Les détracteurs de la loi craignent qu'elle ne soit utilisée pour étouffer la presse et compromettre les chances du pays d'adhérer à l'Union européenne. Selon un sondage, 81 % de la population géorgienne est favorable à l'adhésion.

"Nous voulons faire partie de l'UE. C'est pourquoi ils doivent être extrêmement autoritaires, totalitaires, violents envers le peuple, mais cela a ses limites. Vous ne pouvez pas gouverner un pays qui est contre vous tout le temps", a estimé Elene Khoshtaria, chef du parti d'opposition Droa.

Les partisans du projet de loi, proposé par le parti au pouvoir, le Rêve géorgien, affirment qu'il est nécessaire de garantir la transparence et la souveraineté nationale.

La présidente pro-européenne Salomé Zourabishvili a promis d'opposer son véto au projet de loi si cette dernière serait approuvée par le Parlement - mais les législateurs peuvent "casser" son véto avec une majorité suffisante.

Tbilissi à l'ombre du "grand voisin du nord"

Les opposants à la loi l'appellent "loi russe" indiquant qu'elle est calquée sur la législation similaire en vigueur en Russie déjà utilisée pour museler les voix dissidentes et pointent du doigt les prétendues sympathies pro-russes de l'homme fort derrière le parti au pouvoir, l'oligarque Bidzina Ivanichvili.

Les relations entre la Russie et la Géorgie ont été compliquées et turbulentes depuis l'effondrement de l'Union soviétique au début des années 1990. En 2008, les deux pays se sont livrés à une courte guerre qui s'est soldée par la perte de contrôle par la Géorgie de deux régions séparatistes favorables à la Russie.
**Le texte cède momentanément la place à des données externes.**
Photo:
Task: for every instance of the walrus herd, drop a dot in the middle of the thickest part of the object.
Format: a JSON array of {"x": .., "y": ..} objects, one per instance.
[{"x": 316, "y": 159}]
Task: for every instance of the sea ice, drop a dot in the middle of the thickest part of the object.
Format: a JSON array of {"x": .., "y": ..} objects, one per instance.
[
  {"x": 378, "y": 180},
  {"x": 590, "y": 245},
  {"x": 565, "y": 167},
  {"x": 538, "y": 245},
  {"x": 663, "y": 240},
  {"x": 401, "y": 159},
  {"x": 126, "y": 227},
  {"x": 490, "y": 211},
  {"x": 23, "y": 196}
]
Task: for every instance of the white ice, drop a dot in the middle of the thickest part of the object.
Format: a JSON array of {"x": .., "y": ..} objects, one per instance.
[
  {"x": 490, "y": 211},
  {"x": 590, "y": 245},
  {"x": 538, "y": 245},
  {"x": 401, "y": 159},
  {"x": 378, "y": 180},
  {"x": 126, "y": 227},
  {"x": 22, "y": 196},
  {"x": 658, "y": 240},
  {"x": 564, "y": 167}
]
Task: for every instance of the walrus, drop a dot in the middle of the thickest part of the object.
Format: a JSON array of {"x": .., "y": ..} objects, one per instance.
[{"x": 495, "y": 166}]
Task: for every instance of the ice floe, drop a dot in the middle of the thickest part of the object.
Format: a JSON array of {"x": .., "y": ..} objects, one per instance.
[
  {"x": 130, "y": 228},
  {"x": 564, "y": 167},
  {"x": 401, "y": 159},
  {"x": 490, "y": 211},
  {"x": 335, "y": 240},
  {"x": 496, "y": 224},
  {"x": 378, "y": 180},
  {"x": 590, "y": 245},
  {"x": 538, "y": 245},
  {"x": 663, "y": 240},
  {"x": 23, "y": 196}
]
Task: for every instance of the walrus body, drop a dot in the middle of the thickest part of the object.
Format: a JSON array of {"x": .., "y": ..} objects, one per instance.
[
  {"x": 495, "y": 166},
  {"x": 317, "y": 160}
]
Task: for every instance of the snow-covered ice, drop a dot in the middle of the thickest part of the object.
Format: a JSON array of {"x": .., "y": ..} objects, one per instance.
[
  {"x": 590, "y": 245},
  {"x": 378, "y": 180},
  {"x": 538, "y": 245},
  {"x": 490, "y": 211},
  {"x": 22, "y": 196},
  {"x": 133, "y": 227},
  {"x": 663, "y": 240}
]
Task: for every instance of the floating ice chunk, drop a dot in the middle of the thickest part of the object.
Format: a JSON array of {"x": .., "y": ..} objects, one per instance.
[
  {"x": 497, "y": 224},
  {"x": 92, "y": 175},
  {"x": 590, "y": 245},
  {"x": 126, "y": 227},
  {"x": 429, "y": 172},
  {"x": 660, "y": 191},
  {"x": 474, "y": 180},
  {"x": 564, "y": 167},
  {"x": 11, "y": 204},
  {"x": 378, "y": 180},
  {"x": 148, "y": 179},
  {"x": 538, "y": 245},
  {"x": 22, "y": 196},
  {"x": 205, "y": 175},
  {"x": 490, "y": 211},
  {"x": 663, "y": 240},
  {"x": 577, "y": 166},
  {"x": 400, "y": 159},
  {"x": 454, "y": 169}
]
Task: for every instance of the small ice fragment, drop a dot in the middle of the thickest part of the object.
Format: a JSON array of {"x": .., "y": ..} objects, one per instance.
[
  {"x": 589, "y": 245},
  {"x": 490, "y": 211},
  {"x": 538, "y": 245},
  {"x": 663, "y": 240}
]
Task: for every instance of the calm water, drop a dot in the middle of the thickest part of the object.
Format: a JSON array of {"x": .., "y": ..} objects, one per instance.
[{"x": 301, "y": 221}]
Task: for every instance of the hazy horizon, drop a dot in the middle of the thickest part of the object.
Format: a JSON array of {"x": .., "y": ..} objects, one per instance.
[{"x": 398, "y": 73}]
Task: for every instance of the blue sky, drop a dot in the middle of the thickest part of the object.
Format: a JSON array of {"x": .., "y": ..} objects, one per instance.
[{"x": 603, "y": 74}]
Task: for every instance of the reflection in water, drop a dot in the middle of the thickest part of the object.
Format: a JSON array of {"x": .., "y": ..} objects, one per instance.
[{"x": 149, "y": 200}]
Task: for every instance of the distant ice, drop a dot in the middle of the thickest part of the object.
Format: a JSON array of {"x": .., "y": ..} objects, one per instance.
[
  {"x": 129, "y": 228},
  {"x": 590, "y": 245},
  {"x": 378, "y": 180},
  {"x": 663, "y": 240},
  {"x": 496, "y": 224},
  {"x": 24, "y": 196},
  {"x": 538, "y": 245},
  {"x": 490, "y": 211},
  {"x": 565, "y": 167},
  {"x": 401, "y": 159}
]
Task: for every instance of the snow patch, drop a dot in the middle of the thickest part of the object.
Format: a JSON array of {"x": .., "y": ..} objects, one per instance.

Dans la foulée, Tbilissi a rompu ses liens diplomatiques avec Moscou, et la question du statut des régions reste un irritant majeur, même si les relations se sont quelque peu améliorées.

La Géorgie s'est jointe aux résolutions internationales condamnant l'invasion massive de l'Ukraine par la Russie, mais elle est également devenue la principale destination des Russes fuyant la mobilisation militaire et les mesures de répression politique. Même le parti au pouvoir en Géorgie a connu des tensions internes au sujet de son voisin.

Union européenne en unisson opposée à la loi

Le responsable de la politique étrangère de l'UE, Josep Borrell, a déclaré mercredi sur X, anciennement Twitter, que le recours à la force par Tbilissi contre les manifestants était "inacceptable".

"La Géorgie est un pays candidat à l'adhésion à l'UE et j'appelle ses autorités à garantir le droit de réunion pacifique", a-t-il déclaré.

Au début du mois, le service de politique étrangère de l'UE a également critiqué la décision de Rêve géorgien de réintroduire la loi, qui, selon lui, "soulève de sérieuses inquiétudes" quant à la liberté des médias dans le pays, un aspect qu'il a qualifié de "crucial pour le processus d'adhésion à l'UE".

"La transparence ne devrait pas être utilisée comme un instrument pour limiter la capacité de la société civile à opérer librement", a déclaré le Service d'action extérieure de l'UE dans un communiqué publié sur son site web le 4 avril.